Saturday, September 23, 2006

The Homecoming

Saturday afternoon, just after a rain. The air is warm and humid, the skies are cloudy. You know he’ll be home soon, so you take the screen from the window and lean out out out, over the window ledge, over the fire escape, eating a mango and watching the sidewalks for his familiar walk, his familiar face.

After a few minutes, you see him and yell down at him:


He looks behind him and across the street, and shifts the black bag he carries over his shoulder, but he does not look up. So you yell:

Up here!

And he looks up.

He smiles and waves says hey in that funny voice you sometimes use with each other and you are practically jumping up and down, you are so excited to see him.

Later, you’ve turned off all the lights but have forgotten the radio and so there is the radio and also a siren from outside, and he takes your clothes off, kisses you, says I like your panties as he slides them over your hips and down your legs, casting them aside.

You say: Thank you and then you laugh out loud at how polite you sound.
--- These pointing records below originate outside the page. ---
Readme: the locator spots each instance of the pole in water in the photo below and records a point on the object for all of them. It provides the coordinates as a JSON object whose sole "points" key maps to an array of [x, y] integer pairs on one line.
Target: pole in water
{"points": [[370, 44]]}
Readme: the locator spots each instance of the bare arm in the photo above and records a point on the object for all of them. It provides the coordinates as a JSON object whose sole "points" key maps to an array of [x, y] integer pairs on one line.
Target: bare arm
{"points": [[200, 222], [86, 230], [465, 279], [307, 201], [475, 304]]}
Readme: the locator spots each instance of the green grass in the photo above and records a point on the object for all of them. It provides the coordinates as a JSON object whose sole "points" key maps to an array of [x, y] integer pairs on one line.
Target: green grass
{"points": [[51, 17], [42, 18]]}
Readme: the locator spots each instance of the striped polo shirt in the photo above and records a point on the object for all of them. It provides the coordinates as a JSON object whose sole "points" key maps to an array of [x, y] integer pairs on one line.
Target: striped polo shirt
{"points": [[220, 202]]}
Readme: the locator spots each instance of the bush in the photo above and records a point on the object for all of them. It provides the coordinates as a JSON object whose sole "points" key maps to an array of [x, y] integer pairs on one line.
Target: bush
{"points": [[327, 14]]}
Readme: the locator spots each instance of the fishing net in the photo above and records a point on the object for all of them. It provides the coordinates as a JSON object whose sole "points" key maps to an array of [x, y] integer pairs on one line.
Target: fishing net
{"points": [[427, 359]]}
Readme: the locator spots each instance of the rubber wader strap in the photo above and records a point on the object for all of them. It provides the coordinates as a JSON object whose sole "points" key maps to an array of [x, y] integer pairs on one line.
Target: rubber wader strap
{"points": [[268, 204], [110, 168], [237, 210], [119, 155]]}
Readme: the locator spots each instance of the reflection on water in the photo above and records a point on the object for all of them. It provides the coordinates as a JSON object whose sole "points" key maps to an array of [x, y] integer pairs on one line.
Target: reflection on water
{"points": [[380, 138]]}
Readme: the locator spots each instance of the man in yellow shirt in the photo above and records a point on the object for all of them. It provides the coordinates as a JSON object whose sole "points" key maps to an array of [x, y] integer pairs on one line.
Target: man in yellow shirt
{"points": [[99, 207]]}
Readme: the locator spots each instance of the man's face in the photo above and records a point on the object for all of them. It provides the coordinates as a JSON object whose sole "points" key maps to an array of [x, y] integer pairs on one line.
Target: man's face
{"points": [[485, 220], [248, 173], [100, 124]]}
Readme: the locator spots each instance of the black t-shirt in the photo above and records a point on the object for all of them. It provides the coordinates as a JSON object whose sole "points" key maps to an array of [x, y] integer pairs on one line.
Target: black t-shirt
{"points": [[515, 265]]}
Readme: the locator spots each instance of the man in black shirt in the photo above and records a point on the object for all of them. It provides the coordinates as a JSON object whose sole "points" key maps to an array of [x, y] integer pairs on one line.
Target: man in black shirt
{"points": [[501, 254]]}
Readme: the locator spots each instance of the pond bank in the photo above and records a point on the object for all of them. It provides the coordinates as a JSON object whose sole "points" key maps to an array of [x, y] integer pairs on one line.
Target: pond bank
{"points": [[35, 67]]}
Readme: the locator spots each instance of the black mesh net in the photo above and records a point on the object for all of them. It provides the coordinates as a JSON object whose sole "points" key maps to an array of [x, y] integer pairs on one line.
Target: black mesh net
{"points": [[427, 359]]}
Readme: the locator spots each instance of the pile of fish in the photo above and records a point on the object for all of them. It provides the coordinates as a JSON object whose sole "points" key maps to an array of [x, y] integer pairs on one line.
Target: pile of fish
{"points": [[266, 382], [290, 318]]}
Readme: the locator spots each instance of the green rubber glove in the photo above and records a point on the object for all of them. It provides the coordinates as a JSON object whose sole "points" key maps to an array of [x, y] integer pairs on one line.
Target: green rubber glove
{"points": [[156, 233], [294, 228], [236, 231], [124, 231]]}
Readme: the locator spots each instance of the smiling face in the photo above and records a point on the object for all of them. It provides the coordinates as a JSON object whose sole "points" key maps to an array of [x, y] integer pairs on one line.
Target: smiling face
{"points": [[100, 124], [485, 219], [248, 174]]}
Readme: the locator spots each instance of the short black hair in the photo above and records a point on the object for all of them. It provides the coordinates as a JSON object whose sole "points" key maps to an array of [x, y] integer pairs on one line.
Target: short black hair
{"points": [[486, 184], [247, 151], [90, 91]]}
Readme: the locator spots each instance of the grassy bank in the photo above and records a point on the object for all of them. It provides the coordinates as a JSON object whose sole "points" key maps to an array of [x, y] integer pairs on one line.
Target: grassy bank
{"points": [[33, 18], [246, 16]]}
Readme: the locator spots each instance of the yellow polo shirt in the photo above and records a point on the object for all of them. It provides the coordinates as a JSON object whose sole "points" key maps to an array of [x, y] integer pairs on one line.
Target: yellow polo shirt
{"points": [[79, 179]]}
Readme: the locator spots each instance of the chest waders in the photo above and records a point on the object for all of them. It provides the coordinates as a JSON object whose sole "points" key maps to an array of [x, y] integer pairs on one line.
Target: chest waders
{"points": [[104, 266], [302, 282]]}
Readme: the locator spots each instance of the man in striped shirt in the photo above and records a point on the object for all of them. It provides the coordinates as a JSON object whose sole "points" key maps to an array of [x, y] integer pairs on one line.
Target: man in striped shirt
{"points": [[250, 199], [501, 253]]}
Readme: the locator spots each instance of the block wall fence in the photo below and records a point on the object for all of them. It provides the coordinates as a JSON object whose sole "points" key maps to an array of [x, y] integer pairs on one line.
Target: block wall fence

And then you are lost in the moment.

Later, you are lounging in bed and there is some jazz on the radio and outside there is yet another siren and you are half asleep and you think how well jazz goes with the sounds of the city. You think that jazz was made for places like New York, and then you think that you were made for places like New York, for days like this, and you cuddle closer into his shoulder and settle in for an afternoon nap.